The started out rough and choppy and ended with some good dorado after wide-open yellowtail fishing.
We headed out of San Diego bay at grey light into cool water with a nasty wind chop. There was some breeze, but not too bad. Going was a little rough, but not too bad. We headed for a spot between the 425 and the 371. Near the South 9, there was a ton of life, but as we got close to the next banks, it was quiet.
We put in the trollers and within a few minutes, we saw a paddy. Trolled one lap around for nothing, but saw fish boiling on it so we went to bait. Quickly got into rat yellowtails. We caught about 8 there and kept 4. Rumors of tuna got us interested in going south.
As we went south, conditions improved a bit, but we saw nothing. After about an hour of trolling toward the 425, we turned into the chop and headed for the 371. 30 minutes later, we saw two close paddies about trashcan sized, but thin. No one was home, but we spotted a bigger one about a quarter mile away. When we slid in on that one, it was wide open for abut 2 hours. We let it tired and still biting. We release about 15-20 yellows there with live bait, dead bait and artificials.

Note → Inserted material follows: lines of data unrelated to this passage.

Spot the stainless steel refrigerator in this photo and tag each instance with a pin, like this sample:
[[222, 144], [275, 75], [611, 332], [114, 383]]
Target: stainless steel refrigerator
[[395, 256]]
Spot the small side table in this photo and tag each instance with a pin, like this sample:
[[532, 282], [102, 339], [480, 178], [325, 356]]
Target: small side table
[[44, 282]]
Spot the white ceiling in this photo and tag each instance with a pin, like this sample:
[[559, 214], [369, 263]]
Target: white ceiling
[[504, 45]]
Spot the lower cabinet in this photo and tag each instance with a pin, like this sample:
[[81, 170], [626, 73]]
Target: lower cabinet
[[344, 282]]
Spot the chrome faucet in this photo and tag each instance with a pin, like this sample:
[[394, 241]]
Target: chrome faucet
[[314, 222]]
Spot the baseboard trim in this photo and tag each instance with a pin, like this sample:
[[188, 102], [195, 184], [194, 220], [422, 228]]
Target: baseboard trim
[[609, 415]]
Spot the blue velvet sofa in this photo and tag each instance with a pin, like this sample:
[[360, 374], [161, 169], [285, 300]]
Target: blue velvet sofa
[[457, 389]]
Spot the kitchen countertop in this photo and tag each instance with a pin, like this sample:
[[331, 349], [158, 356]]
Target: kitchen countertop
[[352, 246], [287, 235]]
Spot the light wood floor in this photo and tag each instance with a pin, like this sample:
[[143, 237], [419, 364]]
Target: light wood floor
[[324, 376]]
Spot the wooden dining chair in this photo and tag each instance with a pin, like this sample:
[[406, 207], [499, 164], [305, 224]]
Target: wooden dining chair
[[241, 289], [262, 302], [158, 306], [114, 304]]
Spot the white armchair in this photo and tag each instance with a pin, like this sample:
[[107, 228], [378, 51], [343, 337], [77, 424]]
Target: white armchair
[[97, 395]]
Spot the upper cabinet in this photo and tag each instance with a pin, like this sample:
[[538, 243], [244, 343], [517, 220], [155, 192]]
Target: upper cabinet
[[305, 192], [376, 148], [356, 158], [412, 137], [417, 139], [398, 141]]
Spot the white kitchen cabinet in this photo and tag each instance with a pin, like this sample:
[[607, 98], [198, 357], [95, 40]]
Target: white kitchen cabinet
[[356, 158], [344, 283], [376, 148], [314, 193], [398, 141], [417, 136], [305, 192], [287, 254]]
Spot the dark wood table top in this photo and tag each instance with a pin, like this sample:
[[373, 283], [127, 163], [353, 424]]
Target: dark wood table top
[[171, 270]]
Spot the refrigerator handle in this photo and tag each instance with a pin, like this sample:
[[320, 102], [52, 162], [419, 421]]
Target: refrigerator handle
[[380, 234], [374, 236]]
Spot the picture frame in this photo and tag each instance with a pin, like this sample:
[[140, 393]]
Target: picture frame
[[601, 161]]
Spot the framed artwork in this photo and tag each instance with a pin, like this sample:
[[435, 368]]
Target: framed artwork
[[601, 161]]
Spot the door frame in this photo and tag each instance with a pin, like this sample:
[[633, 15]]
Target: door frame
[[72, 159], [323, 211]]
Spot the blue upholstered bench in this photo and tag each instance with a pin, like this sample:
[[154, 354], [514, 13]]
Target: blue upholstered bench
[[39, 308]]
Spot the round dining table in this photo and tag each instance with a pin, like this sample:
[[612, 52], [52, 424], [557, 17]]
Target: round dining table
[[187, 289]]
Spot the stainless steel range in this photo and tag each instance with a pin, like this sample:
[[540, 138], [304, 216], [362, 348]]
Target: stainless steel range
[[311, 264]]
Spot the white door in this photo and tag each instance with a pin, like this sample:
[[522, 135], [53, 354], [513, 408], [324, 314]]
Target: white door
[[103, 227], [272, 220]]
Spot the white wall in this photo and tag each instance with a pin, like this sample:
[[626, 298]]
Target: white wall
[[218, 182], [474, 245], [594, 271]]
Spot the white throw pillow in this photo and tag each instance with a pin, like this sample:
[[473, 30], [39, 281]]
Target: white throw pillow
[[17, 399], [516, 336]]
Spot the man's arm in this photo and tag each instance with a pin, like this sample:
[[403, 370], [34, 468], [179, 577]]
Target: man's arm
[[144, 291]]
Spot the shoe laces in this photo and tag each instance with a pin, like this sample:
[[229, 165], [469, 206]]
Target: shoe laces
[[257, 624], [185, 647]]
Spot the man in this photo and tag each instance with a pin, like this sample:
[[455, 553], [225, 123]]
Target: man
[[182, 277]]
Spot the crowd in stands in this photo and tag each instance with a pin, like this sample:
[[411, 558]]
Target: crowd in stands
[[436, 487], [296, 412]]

We then pointed toward home and where we say the first paddy. I almost ran over a small kelp string. We said “why not” and threw baits on it. Nothing… I looked at the side scan and could clearly see something, so we opted for another minute or two. Our baits seemed nervous, then Lee gets bit. Instant jump and dorado! We lost that kelp string as we never got too close to it.
So we started to run north again. Then the biggest kelp of the day pops up on a wave. We made a stop there for 3 dorado releasing one of the small ones. It seemed that the dorado were more interested in an afternoon bite.
We were tired and just beat into the chop for the ride home.
After seeing some dorado for a few weeks, we got some to play.
To me, the dorado were the highlight of the trip.
We caught far more than we kept, but still kept plenty.
Our full scoop lasted all day, but they were huge so we didn’t have a huge volume. We chummed a bit, but it wasn’t really needed. Both the yellowtail and the dorado at the big sardines and/or the mackerel. The yellows were so wide open, as a joke, I tossed a bait out that I had just caught a fish on. Pretty dead… then it got bit. That happened more than once. One bait was bit three times. I’m also sure I got one fish two times as it has the same round and red marking on the right side. All the fish looked like clones.
We even did some yo-yo iron and some surface jigs, both worked for those yellowtail.
We did a bit of trolling, and the radio fish reports said there were jig stops. We trolled for nothing, but found the paddies while trolling.
The red dots on the picture below are where we found the fish.
NOAA Forecast from night before
.SUN...WIND S 10 KT...BECOMING W IN THE AFTERNOON. WIND WAVES 2 FT OR LESS. MIXED SWELL W 2 TO 4 FT AT 11 SECONDS AND S 1 FT AT 11 SECONDS. PATCHY DRIZZLE IN THE MORNING. .SUN NIGHT...WIND NW 10 KT WITH GUSTS TO 15 KT IN THE EVENING... BECOMING VARIABLE LESS THAN 10 KT. WIND WAVES 3 FT IN THE EVENING...BECOMING 2 FT OR LESS. MIXED SWELL W 3 TO 4 FT AT 10 SECONDS AND S 1 FT AT 11 SECONDS.
It was ugly in the morning and got better. There was a big wind chop on a decent swell that gave you the periodic steep wave. The wind chop meant trim down and power/bang through it. The wind did back down for a while, but filled in later in the afternoon. The pilothouse windows did their job all day.
Temperatures at the bait barge was about 67. At the Whistler Buoy it was down to 65. Crossing the Coronado Canyon we started to see it go up steadily unti labout 3 miles past the canyon where it was close to 70. We then spent most of the day in 70.3-70.2 water.
The current seemed to be still pushing up from the south, but it was hard to tell.
The sun was out right away. Great weather all trip except for the wind chop.